Journal of the American Heart Association
|October 21, 2025
Summary
A customized generative pretrained transformer (GPT) effectively answered 75% of clinical trial questions, with most users finding it helpful and accurate. Further research is needed to confirm its safety and efficacy compared to human support.
Area of Science:
- Clinical Research
- Artificial Intelligence
- Medical Informatics
Background:
- Generative artificial intelligence (AI) shows potential for enhancing clinical trial operations.
- This study investigated the utility of a customized generative pretrained transformer (GPT) in supporting clinical trial sites.
Purpose of the Study:
- To determine if a customized GPT could provide rapid responses to protocol and procedure-related questions for clinical trial sites.

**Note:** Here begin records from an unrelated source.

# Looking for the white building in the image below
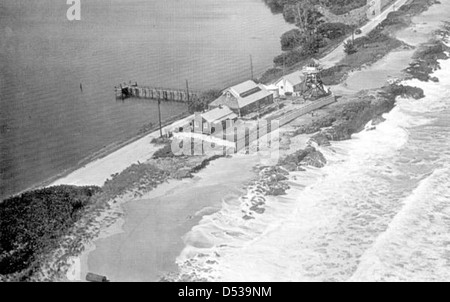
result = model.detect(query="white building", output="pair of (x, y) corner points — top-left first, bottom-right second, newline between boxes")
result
(274, 71), (305, 96)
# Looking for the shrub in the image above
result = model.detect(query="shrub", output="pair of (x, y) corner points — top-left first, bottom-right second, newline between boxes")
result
(317, 23), (351, 40)
(0, 186), (101, 280)
(281, 29), (303, 51)
(344, 40), (358, 55)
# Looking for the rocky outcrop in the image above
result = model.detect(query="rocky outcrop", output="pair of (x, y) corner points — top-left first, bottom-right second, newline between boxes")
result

- To assess the effectiveness and user satisfaction of a GPT-based support system in a real-world clinical trial setting.
Main Methods:
- A customized GPT was developed and implemented within the Sleep SMART (Sleep for Stroke Management and Recovery Trial).
- The GPT provided real-time answers to procedure-related questions for active trial sites.
- Central study teams monitored questions and responses, and primary study coordinators completed an anonymous survey on their experience.
Main Results:
- The GPT answered 75% of the 785 questions received over a 10-month period.
- Manual review indicated that 98% of GPT-answered questions were helpful and complete.
- Of surveyed coordinators who used the GPT, 89% found it very helpful or helpful, and 79% deemed responses accurate.
Conclusions:
- A customized GPT shows promise as a valuable tool for supporting clinical trial sites.
- Further research is recommended to validate the GPT's accuracy and safety against human support.
- This technology could streamline information dissemination and improve efficiency in large-scale clinical trials.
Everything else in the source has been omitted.